TRANSPORT Jobs Act
Introduced April 29, 2025 · Last action September 9, 2025
Plain English Summary
This bill directs the Secretary of Transportation to create an action plan within 30 days to identify barriers preventing military members and veterans from entering supply chain jobs (such as port, rail, and trucking positions), and to recommend federal actions to expand their hiring and training. The plan requires consultation with the Departments of Defense, Veterans Affairs, and Labor, and must examine employer recruitment challenges and regulatory burdens.
Who benefits
Military members eligible for preseparation counseling (transitioning service members), veterans, supply chain employers in ports, rail, and trucking sectors, and transportation industry companies seeking to recruit and retain experienced workers from the military labor pool.
Who pays / loses
No groups directly pay financial costs under this bill; it mandates planning and consultation only.

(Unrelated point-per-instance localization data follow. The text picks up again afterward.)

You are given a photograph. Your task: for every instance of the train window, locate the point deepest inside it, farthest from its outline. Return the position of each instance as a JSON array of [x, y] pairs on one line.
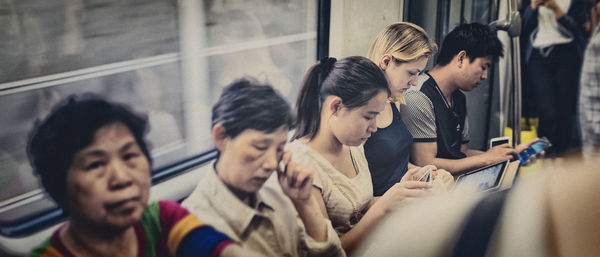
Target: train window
[[168, 59]]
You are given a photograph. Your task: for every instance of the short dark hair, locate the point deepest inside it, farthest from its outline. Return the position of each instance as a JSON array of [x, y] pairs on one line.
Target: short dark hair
[[355, 79], [68, 129], [476, 39], [249, 104]]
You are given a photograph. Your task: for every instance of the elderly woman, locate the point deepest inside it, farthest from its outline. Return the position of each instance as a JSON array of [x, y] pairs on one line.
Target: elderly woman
[[92, 159], [242, 197]]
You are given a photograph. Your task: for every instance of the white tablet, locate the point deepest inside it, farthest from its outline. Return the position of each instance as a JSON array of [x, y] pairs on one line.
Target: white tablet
[[484, 179]]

Indirectly, veterans and military members may face continued employment barriers if the action plan does not produce meaningful follow-up legislation or funding.

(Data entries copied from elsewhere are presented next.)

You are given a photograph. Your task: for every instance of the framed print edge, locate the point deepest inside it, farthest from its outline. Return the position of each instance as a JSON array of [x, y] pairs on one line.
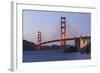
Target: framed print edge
[[16, 36]]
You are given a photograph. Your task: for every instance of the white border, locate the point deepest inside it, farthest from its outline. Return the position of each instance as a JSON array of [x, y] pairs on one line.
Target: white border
[[17, 63]]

Funding & Lobbying Interests
Supply chain and transportation industry employers—particularly port operators, railroad companies, trucking firms, and logistics companies—have a financial interest in this bill because it identifies pathways to recruit and hire military-trained workers who may fill labor shortages. Veteran service organizations and military-affiliated nonprofits benefit from expanded employment pathways for their constituents. No sponsor finance data was provided.
Political Impact
Affected Groups
Transitioning military service members eligible for preseparation counseling (typically military members within 24 months of separation); veterans of all service eras; supply chain employers in trucking, rail, and port operations; regions identified as having workforce shortages in logistics and transportation.
Political Subtext
Proponents frame this as improving employment outcomes for veterans and meeting supply chain workforce gaps in critical infrastructure. Critics may note the bill creates no funding, mandate, or enforcement mechanism—it only directs study and planning. Non-partisan analysis would emphasize that the bill's impact depends entirely on whether subsequent legislation or departmental action follows the recommendations.
Real-World Stakes
If the action plan leads to follow-up legislation and federal support, veterans and military members could gain dedicated training programs and employer outreach similar to existing G.I. Bill benefits, improving their employment prospects in logistics-heavy regions. If the plan is shelved without implementation, the action plan has no material effect on employment or supply chain hiring. Historical precedent: the G.I. Bill and Veterans' Employment and Training Services (VETS) have demonstrated measurable employment gains when backed by funding and enforcement; planning documents alone without implementation do not shift labor markets.
Sponsor
Sponsor information not available.
Vote Record
No recorded votes.
Campaign Finance — Primary Sponsor
No campaign finance data available yet.
501(c)(4) disclosure: Contributions from 501(c)(4) "dark money" organizations are not required to be publicly disclosed and are not reflected in the figures above. Data sourced from FEC public disclosure filings.